TULSA, Okla. — Hundreds watched Friday as a crane lifted a muddy package from a hole in the courthouse lawn: a 1957 Plymouth Belvedere buried to celebrate Oklahoma’s 50 years of statehood.

The wrapped car — a gold and white two-door hardtop — appeared brown and red as it came out of the hole, but it was unclear whether the color represented dirt or rust. A bit of shiny chrome was visible on the bumper.

The car spent the last half-century covered in three layers of protective material and encased in a 12-by-20-foot concrete vault, supposedly tough enough to withstand a nuclear attack.
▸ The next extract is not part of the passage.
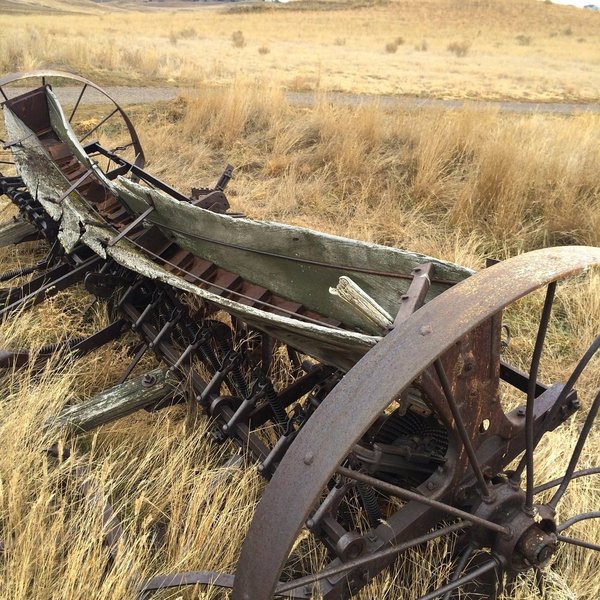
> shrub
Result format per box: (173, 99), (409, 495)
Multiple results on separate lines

The car was placed on a flatbed truck so it could be unwrapped, spruced up and officially unveiled Friday evening at the Tulsa Convention Center. Spectators packed the streets to glimpse its journey.

    A nuclear explosion is one thing but rust is another.
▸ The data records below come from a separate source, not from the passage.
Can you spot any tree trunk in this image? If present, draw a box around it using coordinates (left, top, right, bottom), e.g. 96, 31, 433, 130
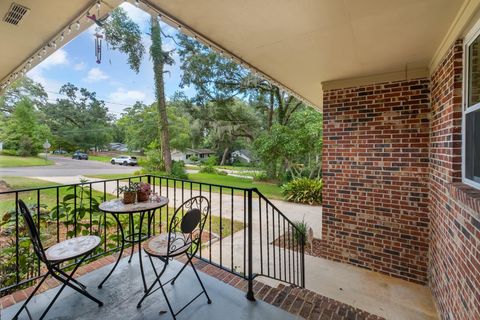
220, 147, 228, 166
268, 91, 275, 131
150, 15, 172, 174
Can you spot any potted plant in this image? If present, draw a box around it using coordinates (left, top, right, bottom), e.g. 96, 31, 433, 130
118, 182, 138, 204
137, 182, 152, 202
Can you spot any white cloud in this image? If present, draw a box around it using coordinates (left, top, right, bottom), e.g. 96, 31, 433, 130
83, 67, 109, 82
37, 49, 68, 69
120, 2, 150, 28
73, 61, 87, 71
27, 48, 69, 95
108, 88, 146, 104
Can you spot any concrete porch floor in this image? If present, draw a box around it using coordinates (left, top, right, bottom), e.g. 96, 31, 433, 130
0, 258, 296, 320
305, 255, 438, 320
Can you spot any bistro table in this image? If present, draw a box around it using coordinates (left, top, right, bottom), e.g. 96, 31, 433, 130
98, 197, 168, 291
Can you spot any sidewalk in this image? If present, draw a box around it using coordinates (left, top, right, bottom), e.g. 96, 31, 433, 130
31, 176, 436, 320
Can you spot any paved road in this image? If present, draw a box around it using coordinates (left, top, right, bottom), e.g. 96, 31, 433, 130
0, 157, 139, 177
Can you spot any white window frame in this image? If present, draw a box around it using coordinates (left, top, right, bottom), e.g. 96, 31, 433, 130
462, 20, 480, 189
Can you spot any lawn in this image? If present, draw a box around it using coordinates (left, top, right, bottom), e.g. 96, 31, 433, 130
84, 173, 283, 199
0, 177, 113, 217
0, 155, 54, 168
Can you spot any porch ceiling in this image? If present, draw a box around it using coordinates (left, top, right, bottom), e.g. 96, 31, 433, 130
0, 0, 469, 106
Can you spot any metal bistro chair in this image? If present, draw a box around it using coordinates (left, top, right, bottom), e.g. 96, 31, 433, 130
13, 200, 103, 319
137, 196, 212, 319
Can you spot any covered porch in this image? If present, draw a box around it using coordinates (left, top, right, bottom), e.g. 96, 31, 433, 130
0, 0, 480, 320
1, 256, 296, 320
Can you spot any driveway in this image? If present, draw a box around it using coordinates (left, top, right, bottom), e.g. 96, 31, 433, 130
0, 157, 139, 177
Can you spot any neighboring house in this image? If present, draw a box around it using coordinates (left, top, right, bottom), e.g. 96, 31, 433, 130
172, 148, 216, 162
230, 149, 255, 163
108, 142, 128, 152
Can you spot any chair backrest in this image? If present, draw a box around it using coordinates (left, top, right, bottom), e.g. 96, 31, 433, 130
18, 200, 48, 264
167, 196, 210, 255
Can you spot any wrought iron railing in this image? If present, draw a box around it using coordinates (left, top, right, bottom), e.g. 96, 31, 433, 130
0, 175, 305, 299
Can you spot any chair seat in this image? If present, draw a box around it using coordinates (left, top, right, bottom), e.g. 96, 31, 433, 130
45, 236, 101, 261
143, 232, 192, 257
But event officials already had to pump out several feet of water from its crypt.

I doubt there’s much left of it unless they did one hell of a job of wrapping it up. It was probably sitting in a few feet of water for almost the whole 50 years.
Original post.


  1. S. King says:

    Now I have to go home and watch Christine again.

  2. moss says:

    S.King – har, har!

  3. jimb says:

    A friend of mine is there right now.

  4. Unimatrix0 says:

    Our local papers here in Oklahoma gave a little more details: Apprantley a HASMAT crew went in first when the crypt was first open to check for any hazardous materials. The HASTMAT crew said that there were indications that the crypt had been completely full of water and that the car may have spent a large amount of its time under waters during its solitutde.

  5. OmegaMan says:

    Ok…who’se the U-Boat Commander?

  6. ECA says:

    IF,
    They took the time to do it RIGHT, the engine should still start…

  7. Ben Franske says:

    Sitting under water it shouldn’t rust, for rust you need oxygen. Most likely the water level fluctuated causing the rust.

  8. bobbo says:

    So how did we humans do over the course of 50 years to make a leak proof container?

    I’ll be looking for details so I can know who to appoint to the nuclear waste disposal design team.

  9. tkane says:

    “This thing all things devours
    birds, beasts, trees, flowers.
    Gnaws iron, bites steel, grinds hard stones to meal
    slays king, ruins town, and beats high mountain down.”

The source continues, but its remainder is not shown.